Notwithstanding rate hikes by other major central banks, including the Fed, BOC and BOE (likely in November), the RBA affirmed that its monetary policy would not be affected by others. As suggested in the minutes, the RBA acknowledged that ‘a number of major central banks had either started to reduce the degree of monetary stimulus or were considering doing so’ and ‘that moves towards higher interest rates in other economies were a welcome development’. However, it emphasized that those moves ‘did not have mechanical implications for the setting of policy in Australia, where the timing of any changes in interest rates would be dependent, as always, on developments in domestic economic conditions’.
The members were confident over the employment market situation, noting that ‘both full-time and part-time employment had recorded solid growth in August’. Such growth had been ‘well above that required to absorb increases in the labour force owing to population growth’. They expected the strength in employment growth to support household spending in the period ahead, although wage growth remained subdue.
Policymakers remained concerned about the inflation outlook as ‘recent data had pointed to subdued price pressures across the economy in the June quarter’. Going forward, they projected retail electricity prices ‘to increase significantly in the September quarter’ while ‘liaison with businesses had suggested that a number of firms, particularly in the retail and manufacturing sectors, were largely absorbing increases in energy costs into margins rather than passing them through to final prices’. Aussie’s pullback during the intermeeting period has made the members less concerned about currency appreciation.

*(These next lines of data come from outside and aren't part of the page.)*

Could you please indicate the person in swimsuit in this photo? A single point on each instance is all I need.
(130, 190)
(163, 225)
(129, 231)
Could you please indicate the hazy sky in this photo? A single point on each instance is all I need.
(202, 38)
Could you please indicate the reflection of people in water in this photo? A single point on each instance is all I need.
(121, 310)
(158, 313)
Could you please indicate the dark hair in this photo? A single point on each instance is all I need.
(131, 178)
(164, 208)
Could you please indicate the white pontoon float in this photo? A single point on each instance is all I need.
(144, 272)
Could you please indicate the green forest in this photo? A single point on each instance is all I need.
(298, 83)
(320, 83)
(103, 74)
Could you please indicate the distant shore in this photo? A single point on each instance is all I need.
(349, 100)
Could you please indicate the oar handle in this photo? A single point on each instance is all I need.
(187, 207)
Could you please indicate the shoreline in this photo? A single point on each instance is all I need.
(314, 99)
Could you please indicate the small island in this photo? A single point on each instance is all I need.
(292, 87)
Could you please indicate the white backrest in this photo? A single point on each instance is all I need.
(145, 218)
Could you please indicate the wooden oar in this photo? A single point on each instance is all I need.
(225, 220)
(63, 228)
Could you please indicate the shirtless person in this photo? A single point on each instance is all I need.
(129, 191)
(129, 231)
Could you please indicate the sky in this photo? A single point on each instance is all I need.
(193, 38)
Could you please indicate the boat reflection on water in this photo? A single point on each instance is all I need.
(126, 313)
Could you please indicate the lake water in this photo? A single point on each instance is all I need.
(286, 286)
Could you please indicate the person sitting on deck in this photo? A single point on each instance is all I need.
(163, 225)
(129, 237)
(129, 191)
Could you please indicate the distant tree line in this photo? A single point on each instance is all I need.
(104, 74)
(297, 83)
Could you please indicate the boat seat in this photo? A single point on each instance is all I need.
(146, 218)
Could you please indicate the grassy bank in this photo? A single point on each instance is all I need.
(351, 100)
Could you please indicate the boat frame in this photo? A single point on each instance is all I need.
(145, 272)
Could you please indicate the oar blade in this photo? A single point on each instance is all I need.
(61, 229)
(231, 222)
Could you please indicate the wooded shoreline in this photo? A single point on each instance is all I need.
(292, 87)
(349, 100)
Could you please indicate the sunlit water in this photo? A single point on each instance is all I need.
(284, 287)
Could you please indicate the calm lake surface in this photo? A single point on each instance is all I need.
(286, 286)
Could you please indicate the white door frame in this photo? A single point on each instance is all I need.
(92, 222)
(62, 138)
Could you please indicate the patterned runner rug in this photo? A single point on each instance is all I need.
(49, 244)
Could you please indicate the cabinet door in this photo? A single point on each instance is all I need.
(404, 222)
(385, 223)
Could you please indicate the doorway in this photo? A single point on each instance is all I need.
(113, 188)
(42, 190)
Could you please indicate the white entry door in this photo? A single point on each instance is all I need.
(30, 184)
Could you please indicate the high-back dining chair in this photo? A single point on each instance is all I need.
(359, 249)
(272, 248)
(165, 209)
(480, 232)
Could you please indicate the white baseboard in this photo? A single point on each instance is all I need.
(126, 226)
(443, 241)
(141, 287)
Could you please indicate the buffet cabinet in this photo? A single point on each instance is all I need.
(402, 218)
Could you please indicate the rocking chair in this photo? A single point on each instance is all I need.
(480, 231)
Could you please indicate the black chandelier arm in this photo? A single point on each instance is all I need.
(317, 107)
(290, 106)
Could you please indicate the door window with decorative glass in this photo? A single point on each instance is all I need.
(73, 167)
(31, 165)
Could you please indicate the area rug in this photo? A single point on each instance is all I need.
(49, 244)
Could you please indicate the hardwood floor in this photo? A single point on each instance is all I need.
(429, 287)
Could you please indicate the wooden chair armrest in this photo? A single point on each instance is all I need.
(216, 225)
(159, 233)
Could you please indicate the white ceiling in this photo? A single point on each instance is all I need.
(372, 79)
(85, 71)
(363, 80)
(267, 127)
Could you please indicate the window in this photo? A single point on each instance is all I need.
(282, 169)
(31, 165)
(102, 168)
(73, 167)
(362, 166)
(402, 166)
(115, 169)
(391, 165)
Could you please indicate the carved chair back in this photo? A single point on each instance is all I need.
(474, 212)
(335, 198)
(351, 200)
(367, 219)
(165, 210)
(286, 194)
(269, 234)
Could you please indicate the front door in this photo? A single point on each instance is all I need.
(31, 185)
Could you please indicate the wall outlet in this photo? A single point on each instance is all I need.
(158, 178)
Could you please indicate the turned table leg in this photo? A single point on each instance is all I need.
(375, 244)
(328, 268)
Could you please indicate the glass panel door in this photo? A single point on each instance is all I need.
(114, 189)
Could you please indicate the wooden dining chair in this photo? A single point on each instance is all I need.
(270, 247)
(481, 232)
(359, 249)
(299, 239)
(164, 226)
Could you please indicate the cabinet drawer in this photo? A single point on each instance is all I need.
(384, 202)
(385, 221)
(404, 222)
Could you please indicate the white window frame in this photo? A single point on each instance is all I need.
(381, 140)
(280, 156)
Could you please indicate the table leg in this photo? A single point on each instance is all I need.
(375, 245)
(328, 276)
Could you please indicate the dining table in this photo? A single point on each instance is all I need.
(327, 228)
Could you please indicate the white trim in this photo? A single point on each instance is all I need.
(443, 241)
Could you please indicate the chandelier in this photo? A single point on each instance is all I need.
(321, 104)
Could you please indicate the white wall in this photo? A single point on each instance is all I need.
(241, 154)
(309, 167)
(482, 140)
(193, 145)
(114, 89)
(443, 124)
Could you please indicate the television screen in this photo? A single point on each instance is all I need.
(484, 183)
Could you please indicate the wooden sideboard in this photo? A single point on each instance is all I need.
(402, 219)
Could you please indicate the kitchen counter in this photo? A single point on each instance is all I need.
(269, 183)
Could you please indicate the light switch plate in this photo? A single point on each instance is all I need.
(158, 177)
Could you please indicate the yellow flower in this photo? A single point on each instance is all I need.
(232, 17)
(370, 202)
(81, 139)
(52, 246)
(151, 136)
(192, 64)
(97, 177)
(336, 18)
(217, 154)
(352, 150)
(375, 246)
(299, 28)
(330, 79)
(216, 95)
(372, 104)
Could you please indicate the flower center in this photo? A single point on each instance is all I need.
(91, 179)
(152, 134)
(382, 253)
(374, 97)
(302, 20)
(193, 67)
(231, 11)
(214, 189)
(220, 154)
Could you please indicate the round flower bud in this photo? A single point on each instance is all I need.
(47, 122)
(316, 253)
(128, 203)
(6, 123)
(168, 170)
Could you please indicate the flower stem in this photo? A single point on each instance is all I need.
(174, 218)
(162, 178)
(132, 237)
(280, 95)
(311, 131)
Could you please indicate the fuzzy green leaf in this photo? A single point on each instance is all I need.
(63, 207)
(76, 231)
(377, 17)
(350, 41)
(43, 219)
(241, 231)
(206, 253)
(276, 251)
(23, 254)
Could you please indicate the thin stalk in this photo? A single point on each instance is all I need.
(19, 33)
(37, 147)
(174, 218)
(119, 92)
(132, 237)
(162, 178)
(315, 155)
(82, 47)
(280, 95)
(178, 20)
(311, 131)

Yet, they still mildly warned that ‘a material further appreciation of the exchange rate would be expected to result in a slower pick-up in economic activity and inflation than currently forecast’.
Besides weak inflation, the less severe increase in property prices has also diminished the urgency of a rate hike. The minutes suggested that ‘established housing market conditions had continued to ease in Sydney and Melbourne, but had been broadly unchanged in other cities. This pattern was evident in revised housing price data released by CoreLogic in September, as well as in auction clearance rates. Housing prices had continued to decline gradually in Perth. Nationwide measures of housing prices had increased by around +9% over the year to September’. The RBA likely believes that low interest rates have been less stimulative to properties prices with the help of macro-prudential measures. Should the economic growth continues to evolve as the central bank expected, the policy rate would probably stay unchanged at least until 2H18.